What is the syntax for textcat.teach for multi-class?


I can manually label as

prodigy textcat.manual email ./subject-text-stratified-990.jsonl --exclusive --label x,y,z

What is the equivalent for teach?

prodigy textcat.teach email  blank:en ./subject-text-stratified-990.jsonl --label x,y,z 

I get this when I try the above.

Using 3 label(s): x, y, z
Added dataset email to database SQLite.
TypeError: 'str' object does not support item assignment

Any help appreciated.

Hello @jdewsnip,

thank you for your question and welcome to the prodigy forum!

Could you post an example of your .jsonl-file? I suspect that you might use the key "meta" with a string value in your data, for which Prodigy uses a dict as value.
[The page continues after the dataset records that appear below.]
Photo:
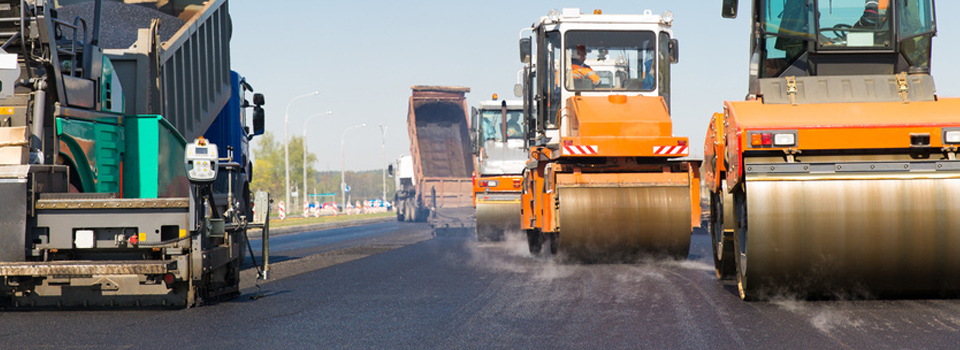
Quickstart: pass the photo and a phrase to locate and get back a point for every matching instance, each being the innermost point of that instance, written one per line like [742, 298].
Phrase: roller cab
[836, 176]
[605, 180]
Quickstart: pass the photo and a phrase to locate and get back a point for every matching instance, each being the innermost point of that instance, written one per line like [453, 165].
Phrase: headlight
[951, 136]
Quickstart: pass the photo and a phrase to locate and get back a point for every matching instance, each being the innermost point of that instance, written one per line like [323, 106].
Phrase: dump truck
[837, 174]
[125, 172]
[438, 127]
[604, 180]
[498, 134]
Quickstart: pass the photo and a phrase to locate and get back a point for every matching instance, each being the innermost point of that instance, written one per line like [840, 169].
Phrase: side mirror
[525, 50]
[729, 9]
[674, 51]
[258, 120]
[474, 130]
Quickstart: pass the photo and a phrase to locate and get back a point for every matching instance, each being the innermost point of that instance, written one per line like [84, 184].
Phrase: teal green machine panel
[153, 166]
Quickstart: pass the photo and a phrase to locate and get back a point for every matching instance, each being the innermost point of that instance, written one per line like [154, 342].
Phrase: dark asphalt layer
[453, 292]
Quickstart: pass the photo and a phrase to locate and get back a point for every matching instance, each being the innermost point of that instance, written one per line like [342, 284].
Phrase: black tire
[554, 243]
[740, 244]
[723, 254]
[534, 242]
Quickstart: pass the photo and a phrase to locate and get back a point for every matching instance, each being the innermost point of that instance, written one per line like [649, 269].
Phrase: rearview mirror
[258, 119]
[674, 51]
[729, 9]
[474, 130]
[525, 50]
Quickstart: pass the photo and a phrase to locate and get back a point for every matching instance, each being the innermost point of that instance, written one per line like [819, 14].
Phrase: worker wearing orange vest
[581, 70]
[874, 13]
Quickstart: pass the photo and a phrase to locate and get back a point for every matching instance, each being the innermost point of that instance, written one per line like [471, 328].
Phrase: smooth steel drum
[848, 236]
[624, 224]
[494, 219]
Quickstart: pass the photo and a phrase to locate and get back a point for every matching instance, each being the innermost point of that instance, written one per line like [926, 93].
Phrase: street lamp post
[383, 154]
[286, 145]
[343, 184]
[305, 192]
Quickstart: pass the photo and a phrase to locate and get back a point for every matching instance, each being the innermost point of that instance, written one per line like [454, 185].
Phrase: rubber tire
[740, 245]
[534, 242]
[723, 254]
[554, 243]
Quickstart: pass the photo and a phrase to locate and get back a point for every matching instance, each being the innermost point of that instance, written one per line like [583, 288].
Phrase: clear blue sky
[363, 56]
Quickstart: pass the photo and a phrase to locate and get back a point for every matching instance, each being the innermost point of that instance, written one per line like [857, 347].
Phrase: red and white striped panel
[579, 150]
[670, 150]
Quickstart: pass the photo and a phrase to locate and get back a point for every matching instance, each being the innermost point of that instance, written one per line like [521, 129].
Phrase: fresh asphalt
[404, 289]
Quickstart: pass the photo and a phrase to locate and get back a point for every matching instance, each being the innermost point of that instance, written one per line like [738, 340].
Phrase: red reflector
[767, 139]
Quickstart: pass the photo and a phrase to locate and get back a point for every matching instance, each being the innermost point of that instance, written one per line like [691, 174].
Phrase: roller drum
[494, 219]
[623, 224]
[859, 237]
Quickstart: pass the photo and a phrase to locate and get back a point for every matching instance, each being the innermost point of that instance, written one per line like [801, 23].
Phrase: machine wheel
[740, 244]
[723, 254]
[534, 241]
[554, 243]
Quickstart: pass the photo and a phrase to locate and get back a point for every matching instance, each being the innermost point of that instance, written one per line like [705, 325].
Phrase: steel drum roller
[871, 236]
[624, 223]
[496, 218]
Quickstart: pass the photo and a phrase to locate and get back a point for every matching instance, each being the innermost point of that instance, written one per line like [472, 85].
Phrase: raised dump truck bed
[440, 145]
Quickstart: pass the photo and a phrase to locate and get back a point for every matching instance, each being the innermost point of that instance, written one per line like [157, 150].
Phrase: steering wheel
[840, 31]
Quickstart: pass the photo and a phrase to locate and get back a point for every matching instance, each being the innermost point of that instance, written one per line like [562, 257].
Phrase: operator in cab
[580, 70]
[874, 14]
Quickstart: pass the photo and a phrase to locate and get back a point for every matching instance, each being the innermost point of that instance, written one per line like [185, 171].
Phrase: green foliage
[268, 173]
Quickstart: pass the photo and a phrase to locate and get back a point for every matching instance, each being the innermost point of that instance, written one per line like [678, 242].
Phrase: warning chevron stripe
[579, 150]
[670, 150]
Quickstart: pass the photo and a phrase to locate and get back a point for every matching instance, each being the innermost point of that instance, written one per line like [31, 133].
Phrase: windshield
[789, 27]
[855, 23]
[610, 60]
[491, 124]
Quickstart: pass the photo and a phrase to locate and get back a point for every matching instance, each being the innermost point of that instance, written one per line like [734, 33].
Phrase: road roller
[838, 175]
[605, 180]
[499, 149]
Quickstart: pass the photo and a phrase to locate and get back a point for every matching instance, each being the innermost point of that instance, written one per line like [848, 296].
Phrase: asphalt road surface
[393, 286]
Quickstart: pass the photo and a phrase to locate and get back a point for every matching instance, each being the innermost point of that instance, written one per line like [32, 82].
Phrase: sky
[363, 56]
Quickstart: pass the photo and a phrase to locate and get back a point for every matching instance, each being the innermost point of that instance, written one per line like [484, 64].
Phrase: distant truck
[442, 187]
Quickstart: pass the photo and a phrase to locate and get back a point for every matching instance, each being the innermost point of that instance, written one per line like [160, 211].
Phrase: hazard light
[488, 183]
[770, 139]
[667, 17]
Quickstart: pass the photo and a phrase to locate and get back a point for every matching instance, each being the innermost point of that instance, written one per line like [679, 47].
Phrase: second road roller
[603, 182]
[838, 175]
[499, 150]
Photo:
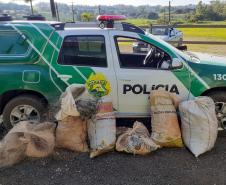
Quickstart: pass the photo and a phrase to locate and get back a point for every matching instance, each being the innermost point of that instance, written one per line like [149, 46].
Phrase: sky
[112, 2]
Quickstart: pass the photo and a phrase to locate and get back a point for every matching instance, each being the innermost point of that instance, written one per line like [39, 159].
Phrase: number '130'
[219, 76]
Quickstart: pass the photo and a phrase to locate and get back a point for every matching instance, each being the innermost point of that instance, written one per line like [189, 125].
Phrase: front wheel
[219, 98]
[24, 108]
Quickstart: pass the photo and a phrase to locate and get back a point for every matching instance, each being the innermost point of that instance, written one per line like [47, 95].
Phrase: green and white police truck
[39, 59]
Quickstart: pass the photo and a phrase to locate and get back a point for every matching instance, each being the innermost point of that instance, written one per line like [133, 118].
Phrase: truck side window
[132, 53]
[83, 51]
[12, 43]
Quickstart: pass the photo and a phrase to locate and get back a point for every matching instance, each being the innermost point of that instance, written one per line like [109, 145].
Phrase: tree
[87, 16]
[153, 15]
[30, 1]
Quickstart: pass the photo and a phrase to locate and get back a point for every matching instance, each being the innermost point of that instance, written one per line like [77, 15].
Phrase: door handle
[64, 78]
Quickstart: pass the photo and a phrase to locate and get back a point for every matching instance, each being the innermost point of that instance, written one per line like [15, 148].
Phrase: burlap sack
[164, 121]
[136, 141]
[199, 124]
[12, 149]
[26, 139]
[40, 137]
[102, 129]
[71, 134]
[40, 140]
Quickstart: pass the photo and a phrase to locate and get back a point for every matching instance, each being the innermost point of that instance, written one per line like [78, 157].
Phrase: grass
[197, 34]
[204, 34]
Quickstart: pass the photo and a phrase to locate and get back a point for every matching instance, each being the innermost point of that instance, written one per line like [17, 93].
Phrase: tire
[19, 105]
[219, 97]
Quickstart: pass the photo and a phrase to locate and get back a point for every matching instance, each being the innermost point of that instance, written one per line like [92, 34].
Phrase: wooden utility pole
[57, 12]
[53, 9]
[169, 12]
[99, 10]
[164, 15]
[32, 10]
[73, 12]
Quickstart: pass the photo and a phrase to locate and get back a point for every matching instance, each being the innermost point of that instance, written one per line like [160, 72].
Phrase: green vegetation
[204, 34]
[215, 11]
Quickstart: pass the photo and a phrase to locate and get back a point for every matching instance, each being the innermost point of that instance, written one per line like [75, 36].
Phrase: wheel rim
[24, 113]
[221, 113]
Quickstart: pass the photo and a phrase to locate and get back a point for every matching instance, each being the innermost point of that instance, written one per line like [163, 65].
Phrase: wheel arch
[7, 96]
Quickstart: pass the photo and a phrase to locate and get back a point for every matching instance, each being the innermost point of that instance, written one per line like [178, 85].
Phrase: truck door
[135, 80]
[87, 54]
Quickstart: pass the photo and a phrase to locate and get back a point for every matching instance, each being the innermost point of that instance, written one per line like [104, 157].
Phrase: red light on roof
[110, 17]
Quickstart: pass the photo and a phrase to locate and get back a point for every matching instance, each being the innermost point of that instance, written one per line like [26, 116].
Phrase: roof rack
[6, 17]
[35, 17]
[124, 26]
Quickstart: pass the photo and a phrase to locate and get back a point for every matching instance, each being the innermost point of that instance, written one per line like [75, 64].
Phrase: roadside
[170, 166]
During the prediction, it tries to add a score to the meta-dictionary which could cause the error you see.

Ah ok that makes sense.

"meta":"{\"uuid\":\"<xxx@mail.gmail.com>\",\"subject\":\"RE: la la la\",\"date\":\"2020-03-07 09:21:24\",\"to\":\"someguy@somewhere.com\",\"from\":\"a@b.com\",\"n_attachments\":4,\"topic_name\":\"foo\",\"topic_num\":6}"
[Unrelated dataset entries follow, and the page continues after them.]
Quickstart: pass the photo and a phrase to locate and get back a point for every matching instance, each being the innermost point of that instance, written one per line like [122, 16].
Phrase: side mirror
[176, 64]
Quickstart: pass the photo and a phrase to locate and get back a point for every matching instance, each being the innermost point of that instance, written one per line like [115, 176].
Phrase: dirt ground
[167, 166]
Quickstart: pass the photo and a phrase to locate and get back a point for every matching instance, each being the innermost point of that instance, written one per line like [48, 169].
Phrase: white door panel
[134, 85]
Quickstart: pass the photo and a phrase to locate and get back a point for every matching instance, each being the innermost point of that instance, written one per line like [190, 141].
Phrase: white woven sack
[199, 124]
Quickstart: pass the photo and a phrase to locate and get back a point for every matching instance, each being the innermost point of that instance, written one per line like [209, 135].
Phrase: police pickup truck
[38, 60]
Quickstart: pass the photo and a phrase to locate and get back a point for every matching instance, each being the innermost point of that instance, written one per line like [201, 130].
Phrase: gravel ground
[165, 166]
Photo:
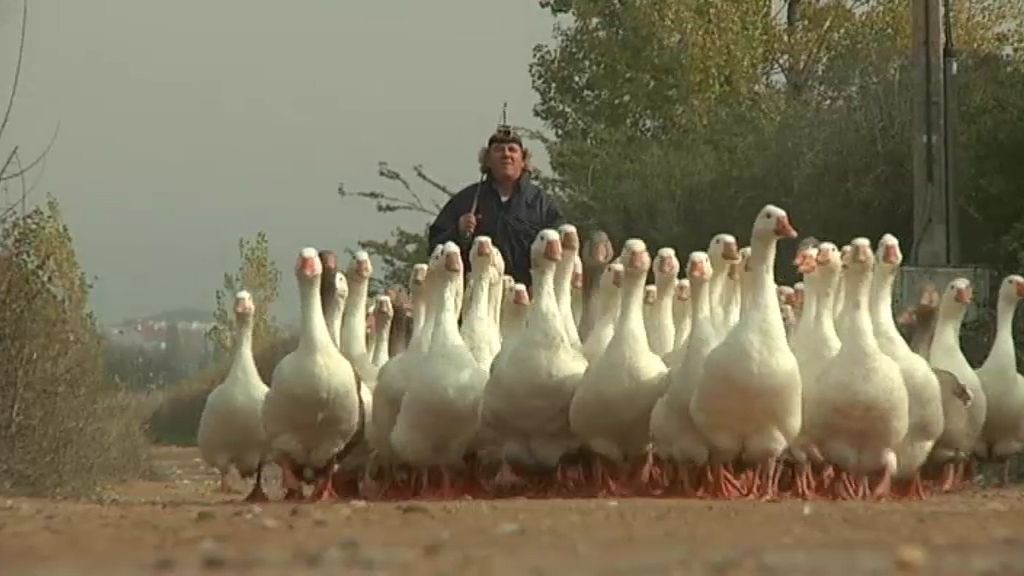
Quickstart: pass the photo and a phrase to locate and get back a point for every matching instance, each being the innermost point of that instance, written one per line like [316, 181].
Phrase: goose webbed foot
[257, 494]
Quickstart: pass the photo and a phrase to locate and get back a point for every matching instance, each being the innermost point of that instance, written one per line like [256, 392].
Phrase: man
[504, 205]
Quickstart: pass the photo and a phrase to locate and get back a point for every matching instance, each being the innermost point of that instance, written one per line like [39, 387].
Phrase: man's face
[506, 161]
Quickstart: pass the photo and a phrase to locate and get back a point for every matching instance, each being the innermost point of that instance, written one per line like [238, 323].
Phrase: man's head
[505, 158]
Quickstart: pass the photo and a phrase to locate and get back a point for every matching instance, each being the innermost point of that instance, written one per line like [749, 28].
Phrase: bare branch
[17, 70]
[38, 159]
[422, 174]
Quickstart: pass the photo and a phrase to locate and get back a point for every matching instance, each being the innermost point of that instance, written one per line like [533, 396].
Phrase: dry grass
[175, 419]
[65, 427]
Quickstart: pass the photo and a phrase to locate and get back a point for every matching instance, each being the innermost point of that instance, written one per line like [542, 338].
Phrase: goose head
[498, 263]
[598, 250]
[244, 306]
[698, 269]
[859, 258]
[383, 311]
[955, 298]
[546, 251]
[308, 268]
[569, 237]
[683, 287]
[360, 269]
[1012, 289]
[736, 268]
[636, 259]
[772, 223]
[482, 253]
[786, 295]
[828, 260]
[666, 266]
[578, 274]
[723, 248]
[417, 278]
[520, 296]
[452, 261]
[649, 294]
[805, 259]
[615, 273]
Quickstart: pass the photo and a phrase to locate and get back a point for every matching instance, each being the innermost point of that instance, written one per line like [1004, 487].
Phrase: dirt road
[177, 525]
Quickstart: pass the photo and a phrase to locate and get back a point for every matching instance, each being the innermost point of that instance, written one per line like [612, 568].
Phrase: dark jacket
[512, 225]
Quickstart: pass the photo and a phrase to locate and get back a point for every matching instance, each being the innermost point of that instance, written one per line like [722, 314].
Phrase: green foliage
[259, 275]
[678, 119]
[404, 248]
[65, 427]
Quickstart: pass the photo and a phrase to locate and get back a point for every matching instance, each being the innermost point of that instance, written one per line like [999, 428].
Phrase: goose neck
[353, 338]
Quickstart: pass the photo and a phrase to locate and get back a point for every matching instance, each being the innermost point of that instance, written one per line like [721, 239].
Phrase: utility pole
[935, 256]
[931, 201]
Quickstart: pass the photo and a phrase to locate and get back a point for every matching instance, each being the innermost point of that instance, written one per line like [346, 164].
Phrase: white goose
[578, 293]
[662, 329]
[440, 415]
[478, 330]
[353, 327]
[1003, 434]
[563, 281]
[400, 371]
[859, 402]
[821, 343]
[962, 428]
[748, 402]
[606, 305]
[312, 410]
[723, 250]
[383, 316]
[675, 437]
[924, 393]
[230, 428]
[534, 377]
[610, 411]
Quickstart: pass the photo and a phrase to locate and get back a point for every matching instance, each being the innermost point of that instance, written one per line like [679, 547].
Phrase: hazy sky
[185, 125]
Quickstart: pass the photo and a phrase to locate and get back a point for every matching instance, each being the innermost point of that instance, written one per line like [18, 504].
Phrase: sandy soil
[178, 525]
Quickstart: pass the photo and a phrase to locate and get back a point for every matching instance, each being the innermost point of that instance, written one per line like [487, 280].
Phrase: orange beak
[861, 254]
[553, 250]
[698, 270]
[783, 229]
[730, 251]
[890, 254]
[453, 262]
[309, 266]
[964, 295]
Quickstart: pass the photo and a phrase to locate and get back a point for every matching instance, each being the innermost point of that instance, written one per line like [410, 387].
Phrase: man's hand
[467, 223]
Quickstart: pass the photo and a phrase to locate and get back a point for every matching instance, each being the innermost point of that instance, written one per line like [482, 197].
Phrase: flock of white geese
[720, 384]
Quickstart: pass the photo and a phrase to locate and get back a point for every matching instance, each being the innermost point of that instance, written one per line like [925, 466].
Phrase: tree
[259, 275]
[677, 119]
[403, 248]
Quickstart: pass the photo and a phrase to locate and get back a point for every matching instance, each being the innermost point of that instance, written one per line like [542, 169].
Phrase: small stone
[510, 528]
[413, 508]
[910, 558]
[348, 544]
[211, 553]
[433, 548]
I have "validate": false in prodigy.json and I guess this can not be ignored for teach as it updates the meta?

Sorry @jdewsnip , our system thought that your replies were spam which is why they're hidden. I unmarked one of them as non-spam, so hopefully it is not hidden anymore.

textcat.manual does not access the meta-key which is why the error does not occur there.

You could change your meta-value to a dictionary with a key like "additional_information" or "mail_header" having the string as value:

"meta": {"additional_information": "{\"uuid\":\"<xxx@mail.gmail.com>\",\"subject\":\"RE: la la la\",\"date\":\"2020-03-07 09:21:24\",\"to\":\"someguy@somewhere.com\",\"from\":\"a@b.com\",\"n_attachments\":4,\"topic_name\":\"foo\",\"topic_num\":6}"}

Or you encode your string directly as a dictionary, similar to this:

"meta": {"uuid": "<xxx@mail.gmail.com>","subject":"RE: la la la","date":"2020-03-07 09:21:24","to": "someguy@somewhere.com", "from":"a@b.com","n_attachments":4,"topic_name":"foo","topic_num":6}

I hope one of the two approaches works for you. Please let me know if not or if you have any further questions.